How to Generate Audio Using Text-to-Speech AI Model Bark

Gandhali Joshi 06 Oct, 2023 • 7 min read

Introduction

Bark is an open-source, fully generative text-to-audio model created by Suno.ai that can generate highly realistic, multilingual speech, including background noise, music, and simple sound effects. It follows a GPT-style architecture capable of deviating in unexpected ways from any given script. Typical text-to-speech (TTS) engines produce robotic and machine-generated monotonous sounds. Bark generates highly realistic and natural-sounding voices using GPT style models and gives a fantastic experience like listening to actual human beings.

Bark TTS text-to-speech generative model from Suno.ai

Learning Objectives

  • Learn about the basic usage and functionality of the Bark model, its limitations, and its applications.
  • Learn how to generate audio files from text using Python code.
  • Creating large speech using NLTK and Bark library in Python

This article was published as a part of the Data Science Blogathon.

Installing Bark

Let’s use a Google Colab notebook to understand the functionality and applications of Bark.

To install Bark, use the command pip install git+https://github.com/suno-ai/bark.git.

pip install git+https://github.com/suno-ai/bark.git

Note: Don’t use ‘pip install bark’ as it installs a different package not managed by Suno.ai.

Generating Audio with Bark

Bark supports a variety of languages like English, Chinese, French, Hindi, German, etc. It also supports a Bark speaker library, which contains multiple voice prompts for supported languages.

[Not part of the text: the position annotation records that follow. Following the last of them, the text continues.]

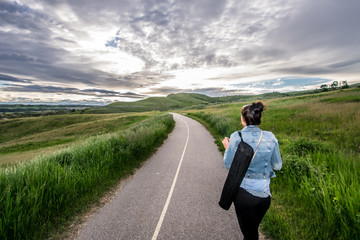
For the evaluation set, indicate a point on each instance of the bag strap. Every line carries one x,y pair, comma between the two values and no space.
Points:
257,145
239,132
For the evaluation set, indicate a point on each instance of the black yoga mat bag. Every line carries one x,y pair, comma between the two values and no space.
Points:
243,156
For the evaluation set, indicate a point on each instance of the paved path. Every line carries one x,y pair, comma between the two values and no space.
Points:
173,196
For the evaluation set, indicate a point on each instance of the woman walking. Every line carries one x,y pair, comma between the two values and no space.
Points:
254,197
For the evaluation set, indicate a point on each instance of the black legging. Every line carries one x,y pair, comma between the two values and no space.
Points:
250,210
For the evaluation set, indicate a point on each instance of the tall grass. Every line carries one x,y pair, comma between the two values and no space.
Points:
39,195
316,194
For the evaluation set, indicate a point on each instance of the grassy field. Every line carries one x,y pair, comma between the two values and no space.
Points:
23,138
42,195
316,194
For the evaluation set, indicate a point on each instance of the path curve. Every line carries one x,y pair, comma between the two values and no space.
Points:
173,196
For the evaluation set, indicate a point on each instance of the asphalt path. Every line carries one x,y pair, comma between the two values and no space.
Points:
174,195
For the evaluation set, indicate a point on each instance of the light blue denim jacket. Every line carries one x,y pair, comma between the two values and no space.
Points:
266,160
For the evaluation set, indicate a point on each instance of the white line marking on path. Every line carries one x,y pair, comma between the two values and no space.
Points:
162,216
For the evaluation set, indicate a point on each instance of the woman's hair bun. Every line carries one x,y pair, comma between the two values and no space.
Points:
257,107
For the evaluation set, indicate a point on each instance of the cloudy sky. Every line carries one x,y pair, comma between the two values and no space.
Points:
91,51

Please check the speaker library list here.

Bark comes with some pre-defined tags/notes like Background Noise, Auditorium, Silence at the Beginning, etc., which help understand speaker usage. You can set a suitable prompt in Python code using these tags based on the user’s requirement.

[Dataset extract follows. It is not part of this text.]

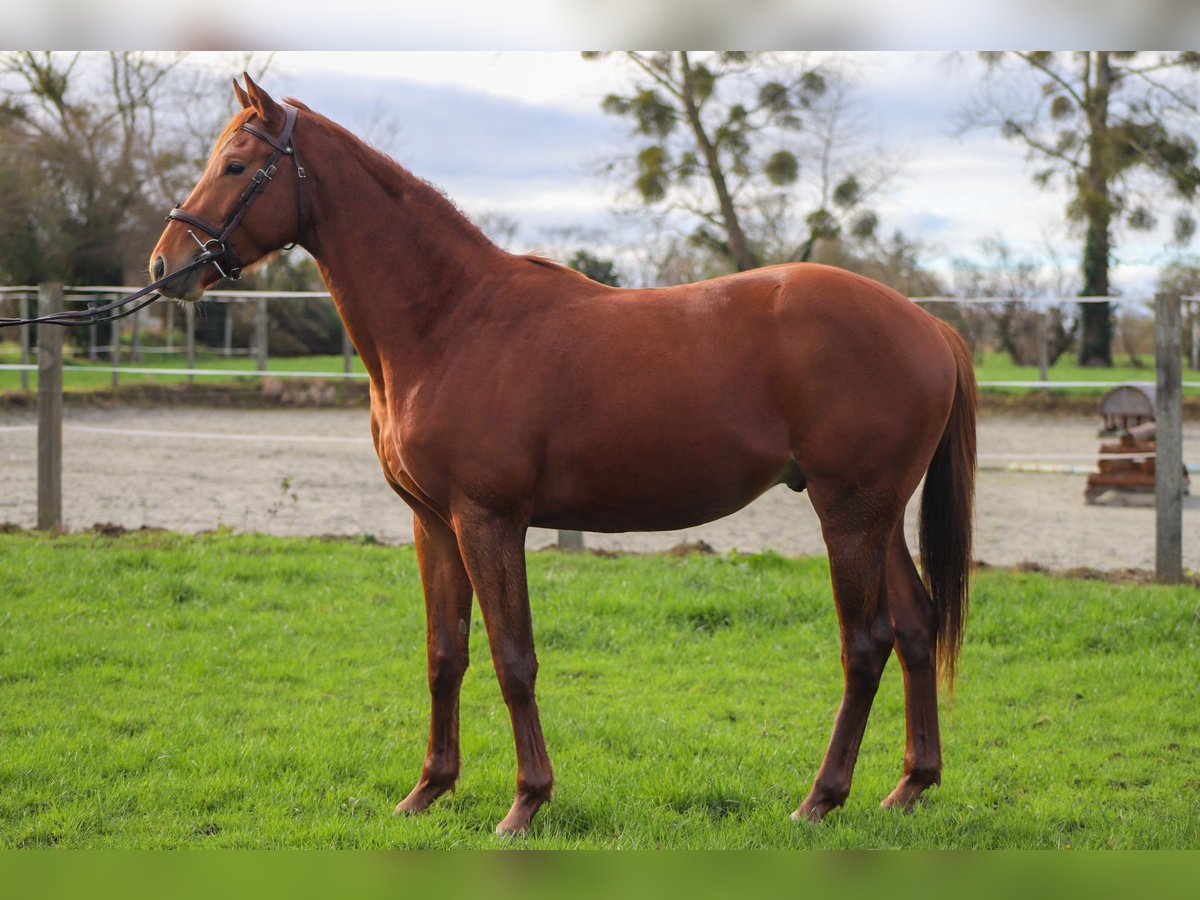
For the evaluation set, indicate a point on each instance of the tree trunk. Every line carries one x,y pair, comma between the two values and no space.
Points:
1096,319
739,249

Applications of Bark text-to-speech model

The below written Python code generates an audio file based on the selected speaker.

from bark import SAMPLE_RATE, generate_audio, preload_models
# import Audio to listen to generate audio array in notebook.
from IPython.display import Audio

For a given text input, the generate_audio function will return a numpy audio array at the output with a sample frequency of 24khz. The history prompt picks the selected speaker from the speaker library list. The model then uses Scipy to save a .wav type sound file to the desired location for further usage.

# Text which needs to be converted into Speech
text_prompt1 = """
A Learjet 45 aircraft with eight people on board
veered off on thursday"""
# generate audio numpy array for given text
speech_array1 = generate_audio(text_prompt1,
                history_prompt="en_speaker_6")
# play text in notebook
Audio(speech_array1, rate=SAMPLE_RATE)
import scipy
scipy.io.wavfile.write("bark_out1.wav", rate=SAMPLE_RATE,data=speech_array1)

Bark automatically detects script in a given text and generates audio with an appropriate language speaker if it is not specified. Certain speaker prompts, such as Narrator, Man, Woman, etc., can be given for generating specific audio speeches. However, these are not always respected, especially if a conflicting audio history prompt is given.

text_prompt2 = """
woman: Hi Shakira ,how are you?
"""
speech_array2 = generate_audio(text_prompt2)
# play text in notebook
Audio(speech_array2, rate=SAMPLE_RATE)

Generating Non-Verbal Speech with Bark

Bark is a fully generative text-to-speech model devolved for research and demo purposes. Different from previous approaches, the input text prompt directly converts to audio without the intermediate use of phonemes. It can, therefore, generalize to arbitrary instructions beyond speech, such as music lyrics, sound effects, or other non-speech sounds. Users can also produce non-verbal communication using Bark, such as Laughing, singing, adding hesitation, etc. Below is a list of some known non-speech sounds which can be generated using Bark.

  • [laughter]
  • [laughs]
  • [sighs]
  • [music]
  • [gasps]
  • [clears throat]
  • — or … for hesitations
  • ♪ for song lyrics
  • CAPITALIZATION for emphasis of a word
  • [MAN] and [WOMAN] to bias Bark toward male and female speakers, respectively

Bark can generate all types of audio and, in principle, doesn’t see a difference between speech and music. Sometimes, Bark chooses to generate text as music, but you can help it out by adding music notes around your lyrics.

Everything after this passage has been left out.